The finishing kitchen is all electric and uses high speed batch and portion cooking with each item of equipment either not requiring ventilation or with inbuilt variable demand ventilation. Authorities have finally agreed that overhead canopies are no longer automatically mandatory.

By 2030 the small family restaurant and food business has benefitted from the more efficient preparation and electric induction cooking equipment developed for the large production kitchens. More of them are using blast chillers and vacuum technology to save time and labor costs.
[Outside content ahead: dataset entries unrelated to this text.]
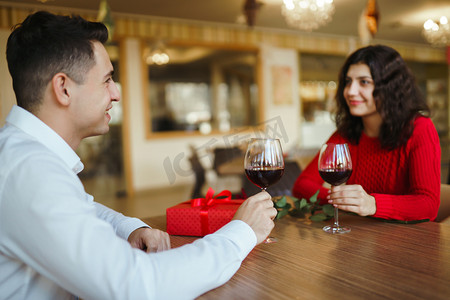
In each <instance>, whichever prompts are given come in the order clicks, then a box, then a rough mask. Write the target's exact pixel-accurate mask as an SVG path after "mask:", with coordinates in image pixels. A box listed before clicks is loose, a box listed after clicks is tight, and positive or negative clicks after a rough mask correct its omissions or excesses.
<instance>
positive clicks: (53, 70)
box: [6, 11, 108, 111]
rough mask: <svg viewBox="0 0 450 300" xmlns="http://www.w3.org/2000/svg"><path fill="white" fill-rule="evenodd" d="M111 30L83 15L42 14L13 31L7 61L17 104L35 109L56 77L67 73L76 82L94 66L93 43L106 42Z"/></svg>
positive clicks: (31, 110) (28, 108) (8, 46)
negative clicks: (107, 28)
mask: <svg viewBox="0 0 450 300" xmlns="http://www.w3.org/2000/svg"><path fill="white" fill-rule="evenodd" d="M107 39H108V30H107V29H106V27H105V25H103V24H102V23H98V22H89V21H86V20H85V19H83V18H81V17H80V16H60V15H54V14H51V13H49V12H45V11H39V12H36V13H34V14H31V15H29V16H28V17H27V18H26V19H25V20H24V21H23V22H22V23H21V24H18V25H16V26H15V27H14V28H13V31H12V33H11V35H10V36H9V38H8V43H7V47H6V58H7V61H8V69H9V72H10V73H11V76H12V79H13V88H14V92H15V94H16V98H17V105H18V106H21V107H23V108H24V109H27V110H29V111H34V110H36V109H37V108H38V107H39V105H40V103H41V101H42V98H43V95H44V91H45V88H46V86H47V84H48V83H49V82H50V80H51V79H52V78H53V76H54V75H55V74H57V73H59V72H62V73H65V74H66V75H67V76H69V77H70V78H71V79H72V80H74V81H75V82H77V83H83V82H84V77H85V74H86V73H87V72H88V71H89V70H90V69H91V68H92V67H93V66H94V64H95V58H94V52H93V49H92V42H94V41H98V42H100V43H102V44H103V43H105V42H106V41H107Z"/></svg>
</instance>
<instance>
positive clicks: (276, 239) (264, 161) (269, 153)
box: [244, 139, 284, 244]
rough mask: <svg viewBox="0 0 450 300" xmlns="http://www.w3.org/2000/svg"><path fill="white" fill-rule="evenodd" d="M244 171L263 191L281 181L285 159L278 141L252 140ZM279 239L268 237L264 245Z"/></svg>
mask: <svg viewBox="0 0 450 300" xmlns="http://www.w3.org/2000/svg"><path fill="white" fill-rule="evenodd" d="M244 169H245V174H246V175H247V178H248V179H249V180H250V181H251V182H252V183H253V184H255V185H256V186H258V187H259V188H260V189H261V190H263V191H265V190H266V189H267V188H268V187H269V186H271V185H272V184H275V183H276V182H278V180H280V178H281V176H283V173H284V158H283V151H282V150H281V143H280V140H278V139H251V140H250V142H249V144H248V147H247V152H246V153H245V159H244ZM276 241H277V239H276V238H273V237H268V238H267V239H266V240H265V241H264V243H266V244H267V243H274V242H276Z"/></svg>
The increasing requirement  of food safety standards and the ability to use AI and Blockchain to manage the traceability of temperature and quality of food from farm-to-fork has been increasingly adopted with the side benefit of the provenance of the ingredients being identified. With the use of more locally sourced fresh ingredients to overcome the issue of food miles as well as managing unreliable supply, foodservices have needed to upgrade their handling and preparation systems and controls to meet food safety standards and to avoid contamination from the garden getting into the kitchen. These technologies as well as the replacement of harsh chemicals for all ingredient and equipment sanitizing and general cleaning in the kitchen now use electrolyzed water green chemical solutions rather than chemicals which are not only good for the environment but also adopted because they show an effective return on the investment of the technology. These cleaning technologies are being complimented by the use of UVC sanitizing light systems, not only for equipment and surface sanitizing but also with the explosion of coronaviruses in air handling filtration systems.
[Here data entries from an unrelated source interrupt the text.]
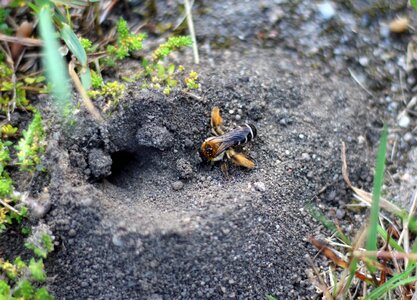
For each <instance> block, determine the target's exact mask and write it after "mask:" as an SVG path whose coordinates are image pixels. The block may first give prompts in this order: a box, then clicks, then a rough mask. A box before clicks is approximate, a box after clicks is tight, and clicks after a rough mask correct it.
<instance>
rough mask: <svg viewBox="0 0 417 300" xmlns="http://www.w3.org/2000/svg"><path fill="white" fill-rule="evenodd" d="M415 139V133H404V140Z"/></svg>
mask: <svg viewBox="0 0 417 300" xmlns="http://www.w3.org/2000/svg"><path fill="white" fill-rule="evenodd" d="M412 139H413V134H412V133H411V132H407V133H406V134H404V141H406V142H409V141H411V140H412Z"/></svg>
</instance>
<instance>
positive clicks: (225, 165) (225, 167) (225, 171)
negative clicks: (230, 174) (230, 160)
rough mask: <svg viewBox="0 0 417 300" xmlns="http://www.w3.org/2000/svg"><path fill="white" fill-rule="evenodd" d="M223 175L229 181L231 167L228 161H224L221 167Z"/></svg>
mask: <svg viewBox="0 0 417 300" xmlns="http://www.w3.org/2000/svg"><path fill="white" fill-rule="evenodd" d="M221 169H222V173H223V175H224V177H226V179H229V178H230V177H229V165H228V164H227V161H224V162H223V163H222V165H221Z"/></svg>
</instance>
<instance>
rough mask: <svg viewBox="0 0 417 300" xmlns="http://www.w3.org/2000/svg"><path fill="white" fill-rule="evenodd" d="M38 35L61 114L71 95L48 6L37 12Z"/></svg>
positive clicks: (45, 5)
mask: <svg viewBox="0 0 417 300" xmlns="http://www.w3.org/2000/svg"><path fill="white" fill-rule="evenodd" d="M39 34H40V36H41V37H42V40H43V41H44V47H43V58H42V60H43V65H44V67H45V70H46V78H47V79H48V82H50V83H51V84H52V94H53V96H54V100H55V103H56V105H57V107H58V110H59V112H60V113H61V114H62V113H63V111H64V108H65V107H66V105H68V104H69V103H70V100H71V98H70V97H71V96H70V95H71V94H70V88H69V78H68V71H67V67H66V65H65V63H64V60H63V58H62V56H61V54H60V53H59V43H58V39H57V38H56V37H57V34H56V32H55V30H54V27H53V25H52V16H51V10H50V7H49V5H43V6H42V7H41V8H40V10H39Z"/></svg>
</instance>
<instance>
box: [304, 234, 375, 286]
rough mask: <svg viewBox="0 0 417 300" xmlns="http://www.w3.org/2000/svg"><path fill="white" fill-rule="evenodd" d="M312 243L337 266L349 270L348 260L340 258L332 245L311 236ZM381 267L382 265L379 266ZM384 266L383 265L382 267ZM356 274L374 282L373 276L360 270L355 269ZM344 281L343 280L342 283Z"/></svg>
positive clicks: (370, 281)
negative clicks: (367, 273)
mask: <svg viewBox="0 0 417 300" xmlns="http://www.w3.org/2000/svg"><path fill="white" fill-rule="evenodd" d="M309 240H310V243H312V244H313V245H314V246H315V247H316V248H317V249H318V250H319V251H320V252H321V253H323V255H324V256H326V257H327V258H328V259H330V260H331V261H333V262H334V263H335V264H336V265H337V266H339V267H341V268H343V269H345V270H348V269H349V268H350V265H349V263H348V262H347V261H345V260H343V259H342V258H340V257H339V256H338V255H337V254H336V253H335V252H334V251H333V250H332V249H331V248H330V247H328V246H327V245H326V244H325V243H324V242H322V241H319V240H317V239H315V238H313V237H310V238H309ZM379 267H381V266H379ZM381 268H383V266H382V267H381ZM355 276H356V277H357V278H358V279H360V280H362V281H364V282H367V283H370V284H373V280H372V278H370V277H368V276H366V275H365V274H363V273H361V272H359V271H355ZM342 282H344V281H341V283H342Z"/></svg>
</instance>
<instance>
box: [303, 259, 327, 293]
mask: <svg viewBox="0 0 417 300" xmlns="http://www.w3.org/2000/svg"><path fill="white" fill-rule="evenodd" d="M307 260H308V262H309V263H310V265H311V267H312V269H313V272H314V275H316V277H315V278H317V280H315V278H314V277H313V274H309V279H310V281H313V282H315V283H316V286H317V287H318V288H319V289H320V290H321V291H322V293H323V296H324V298H325V299H326V300H332V299H333V297H332V295H331V294H330V292H329V288H328V286H327V285H326V282H325V281H324V279H323V278H322V276H321V275H320V272H319V270H317V267H316V266H315V265H314V262H313V260H312V259H311V257H310V256H307Z"/></svg>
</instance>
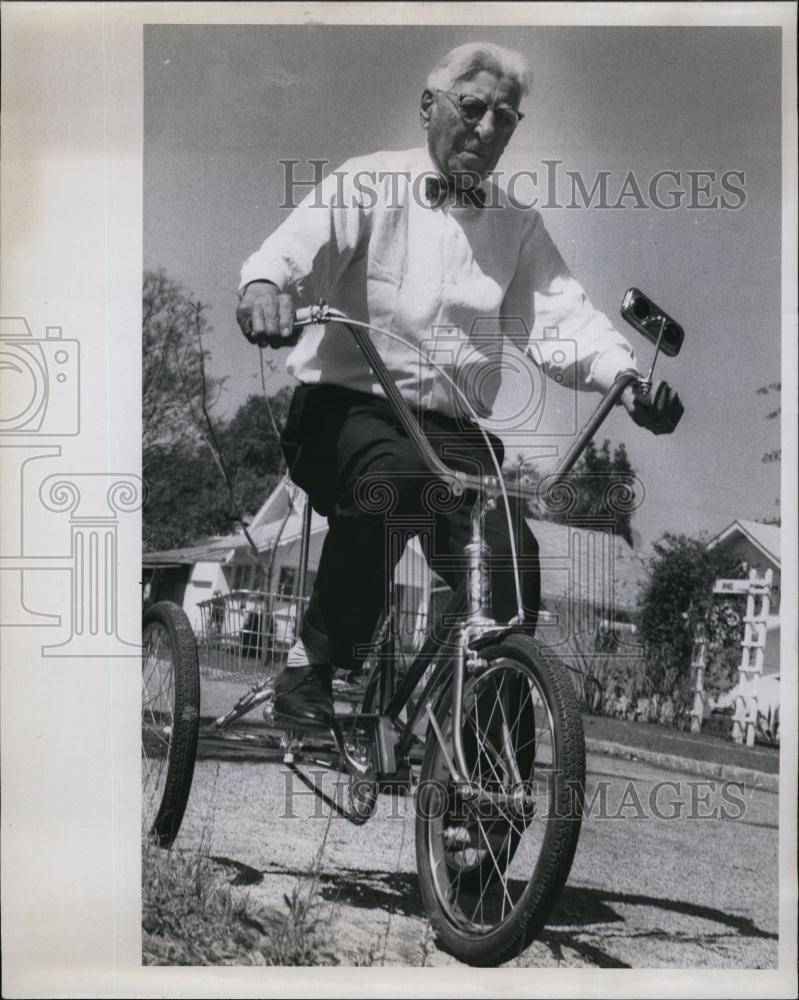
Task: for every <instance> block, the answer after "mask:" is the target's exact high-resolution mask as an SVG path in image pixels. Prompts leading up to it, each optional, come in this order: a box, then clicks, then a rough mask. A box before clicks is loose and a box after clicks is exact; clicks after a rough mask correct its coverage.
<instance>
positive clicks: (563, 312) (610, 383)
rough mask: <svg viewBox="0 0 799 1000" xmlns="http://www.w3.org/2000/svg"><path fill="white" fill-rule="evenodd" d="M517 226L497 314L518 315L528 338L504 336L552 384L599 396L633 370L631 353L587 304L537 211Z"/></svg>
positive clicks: (580, 290)
mask: <svg viewBox="0 0 799 1000" xmlns="http://www.w3.org/2000/svg"><path fill="white" fill-rule="evenodd" d="M523 225H524V230H525V231H524V233H523V236H522V246H521V254H520V258H519V267H518V269H517V272H516V274H515V275H514V277H513V281H512V282H511V285H510V286H509V288H508V291H507V293H506V296H505V301H504V303H503V316H505V317H507V318H511V317H519V316H522V317H524V318H525V320H526V328H527V330H529V331H530V335H529V339H528V340H527V342H526V343H522V342H521V341H520V339H519V337H518V334H517V335H516V336H513V334H510V336H511V339H513V341H514V343H515V344H516V346H517V347H519V348H520V349H521V350H523V351H525V353H527V354H528V356H529V357H530V358H531V359H532V360H533V361H534V362H535V363H536V364H537V365H539V366H540V367H541V369H542V370H543V371H544V373H545V374H546V375H548V376H550V377H552V378H555V379H556V380H557V381H558V382H560V383H562V384H564V385H567V386H570V387H573V388H575V389H593V390H598V391H600V392H604V391H606V390H607V389H608V388H609V387H610V386H611V385H612V383H613V381H614V380H615V378H616V376H617V375H618V374H619V372H621V371H624V370H625V369H637V363H636V359H635V354H634V352H633V349H632V347H631V346H630V344H629V342H628V341H627V340H626V339H625V338H624V337H623V336H622V335H621V334H620V333H619V332H618V330H616V328H615V327H614V326H613V324H612V323H611V322H610V320H609V319H608V317H607V316H606V315H605V314H604V313H602V312H600V311H599V310H598V309H595V308H594V307H593V306H592V305H591V302H590V301H589V299H588V296H587V295H586V293H585V290H584V289H583V287H582V286H581V285H580V283H579V282H578V281H577V280H576V279H575V278H574V276H573V275H572V274H571V272H570V271H569V269H568V267H567V266H566V264H565V262H564V260H563V258H562V257H561V255H560V253H559V251H558V249H557V247H556V246H555V244H554V243H553V241H552V238H551V237H550V235H549V233H548V232H547V230H546V227H545V226H544V223H543V221H542V220H541V217H540V216H539V215H538V213H533V215H532V216H530V215H528V216H527V218H525V220H524V224H523ZM516 329H517V330H518V329H519V327H518V325H517V327H516Z"/></svg>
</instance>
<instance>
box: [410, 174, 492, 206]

By 2030 all foodservice businesses will have been impacted by the environmental expectations of their customers as well as authorities on what they do. The direct impact through the cost of energy and services used is only partially controllable but through acting proactively by the adoption of technology and systems that deliver a measurable environmental benefit can be a positive story to tell. Many larger foodservices businesses either through being part of a larger entity like a hotel chain or contracting business are being expected to demonstrate how they are meeting their environmental targets, but even smaller standalone businesses will now have to show they are improving their environmental footprint. Regular licensing and permit applications will have increasingly required businesses to report on their GWP reduction strategies. Dedicated reporting programs will be available, linked to the HACCP compliance traceability reports that make the process of being seen as a green foodservice easier to achieve.

In many cases consultants are already designing facilities that will certainly be in operation in 2030 and some maybe in the case of institutional kitchens even a decade later in 2040; all be it with incremental updating. As always, these facilities will need to be designed with the flexibility to adopt and benefit from emerging technologies and designed to enable foodservice businesses to remain both compliant and profitable. 2030: for foodservice consultants the future is already here.